La crisis económica, social y religiosa que vivió Europa en el siglo XV, tras el seísmo que provocaron la Peste Negra y el Cisma de Occidente, llevaron a la Cristiandad a creer que el demonio andaba literalmente sobre la faz de la tierra seduciendo a mortales para dominar el mundo. Los supuestos súbditos de Satanás se convirtieron en el principal enemigo de la Inquisición y hasta el siglo XVII cientos de miles de inocentes, en su gran mayoría mujeres, fueron condenados a la hoguera por delito de brujería.
El cine se ha acercado en multitud de ocasiones a este episodio, uno de los más oscuros de la historia, a veces potenciando su lado fantástico –la reciente La bruja (Robert Eggers, 2015) sería un buen ejemplo–, pero en Akelarre, que llega este viernes a las salas tras pasar por San Sebastián, el argentino Pablo Agüero (Mendoza, 1977) prefiere hacer un alegato contra la represión y el pensamiento único.
La película arranca en 1606, cuando el juez Rostegui (un desatado Álex Brendemühl) llega a un pueblo de la costa del País Vasco en el que todos los hombres se encuentran faenando en el mar. Seis humildes jóvenes del lugar son arrestadas y encerradas en un granero. Poco después, descubren que han sido acusadas de brujería. Tras sufrir torturas, Ana (Amaia Aberasturi), cual Sherezade, decide confesar para ganar tiempo y se inventa su propio relato sobre el sabbat, el ritual de adoración al diablo.
Un pueblo orgulloso
“La singularidad del País Vasco acentuaba lo que sucedió en toda Europa”, explica Agüero a El Cultural, que se basó en las memorias del inquisidor Pierre de Lancre para desarrollar un proyecto en el que ha estado trabajando diez años. “Ya por entonces era un pueblo orgulloso y matriarcal, que hablaba un idioma que al foráneo le parecía demoníaco…”.
Con producción mayoritariamente española, pero también francesa y argentina, y un equipo integrado casi en su totalidad por profesionales vascos (destaca la fotografía de Javi Agirre Erauso, ganador del Goya por Handia), el filme seduce en un primer momento por su apartado visual, en el que encontramos desde planos que recuerdan al Terrence Malick más místico hasta imágenes de un potente pictoricismo. “Trabajo de una manera muy orgánica, para mí no hay diferencia entre fotografía, decorado o actuación”, asegura el director. “Concibo un decorado en el que ya están las fuentes de luz y, a partir de ahí, las reglas del juego entre cámaras y personajes van construyendo la estética. Así se genera algo que, de una manera lúdica, es potente y salvaje visualmente”.

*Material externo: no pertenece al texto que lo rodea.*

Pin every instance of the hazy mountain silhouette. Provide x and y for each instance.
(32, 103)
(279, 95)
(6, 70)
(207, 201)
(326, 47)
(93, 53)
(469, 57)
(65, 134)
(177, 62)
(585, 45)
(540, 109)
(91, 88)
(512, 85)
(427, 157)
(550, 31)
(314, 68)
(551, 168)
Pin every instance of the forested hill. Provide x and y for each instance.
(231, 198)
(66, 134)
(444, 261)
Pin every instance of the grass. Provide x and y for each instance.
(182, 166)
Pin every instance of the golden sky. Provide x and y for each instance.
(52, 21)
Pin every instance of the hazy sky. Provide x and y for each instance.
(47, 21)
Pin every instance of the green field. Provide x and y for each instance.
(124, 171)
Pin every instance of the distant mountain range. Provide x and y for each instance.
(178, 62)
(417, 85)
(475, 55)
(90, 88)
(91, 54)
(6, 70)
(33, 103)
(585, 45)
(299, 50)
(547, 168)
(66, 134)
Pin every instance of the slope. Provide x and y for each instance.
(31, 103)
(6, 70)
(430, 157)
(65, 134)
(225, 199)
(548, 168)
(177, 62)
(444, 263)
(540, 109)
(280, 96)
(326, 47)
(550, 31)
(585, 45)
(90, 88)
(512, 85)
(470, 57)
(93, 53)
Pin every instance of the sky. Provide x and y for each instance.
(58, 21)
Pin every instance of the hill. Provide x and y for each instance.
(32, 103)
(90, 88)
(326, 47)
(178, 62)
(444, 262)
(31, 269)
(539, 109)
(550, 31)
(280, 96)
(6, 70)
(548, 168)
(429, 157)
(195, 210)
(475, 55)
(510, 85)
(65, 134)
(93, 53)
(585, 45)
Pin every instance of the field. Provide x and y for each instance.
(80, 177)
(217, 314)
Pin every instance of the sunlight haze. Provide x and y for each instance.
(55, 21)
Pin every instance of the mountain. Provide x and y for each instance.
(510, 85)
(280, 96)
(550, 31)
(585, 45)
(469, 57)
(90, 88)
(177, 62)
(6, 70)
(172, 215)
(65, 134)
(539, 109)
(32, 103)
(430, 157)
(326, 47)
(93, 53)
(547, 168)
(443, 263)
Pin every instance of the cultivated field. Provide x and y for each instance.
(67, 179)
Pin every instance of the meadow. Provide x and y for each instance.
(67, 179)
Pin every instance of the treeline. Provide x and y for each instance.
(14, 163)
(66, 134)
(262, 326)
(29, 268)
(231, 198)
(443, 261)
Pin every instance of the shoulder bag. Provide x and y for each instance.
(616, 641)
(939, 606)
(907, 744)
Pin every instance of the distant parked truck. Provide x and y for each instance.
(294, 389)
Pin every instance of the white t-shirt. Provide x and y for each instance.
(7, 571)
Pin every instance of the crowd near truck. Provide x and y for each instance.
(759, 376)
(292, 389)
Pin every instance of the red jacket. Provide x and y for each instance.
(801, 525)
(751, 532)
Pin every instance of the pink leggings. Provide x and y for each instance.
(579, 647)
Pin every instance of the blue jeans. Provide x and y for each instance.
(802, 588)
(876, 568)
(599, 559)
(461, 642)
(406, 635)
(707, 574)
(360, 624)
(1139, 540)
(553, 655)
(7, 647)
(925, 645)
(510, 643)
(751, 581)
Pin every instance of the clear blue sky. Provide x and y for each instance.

Aunque la película parte de un hecho real, Agüero asegura que no ha querido hacer ni un tratado de historia ni un panfleto político: “Quería evitar todos los clichés del cine de época y acentuar el lado atemporal, casi contemporáneo, del relato, sin caer en el anacronismo. Es decir, sin poner zapatillas Nike como hacía Sofia Coppola en María Antonieta”.
Así, temas como el nacionalismo, el feminismo o la manipulación asoman por las imágenes de Akelarre. “Pero no he buscado reflejar la actualidad sino que fue un periodo histórico en el que se establecieron
parámetros morales y de obediencia que hoy se reproducen”, explica el director de Eva no duerme (2015). “Me parece genial que el filme pueda proporcionar símbolos para que el espectador se apropie de ellos y pueda discutir de la realidad. Alguien la definió como Abascal contra el 8M y me parece que la entendió mejor que yo mismo”.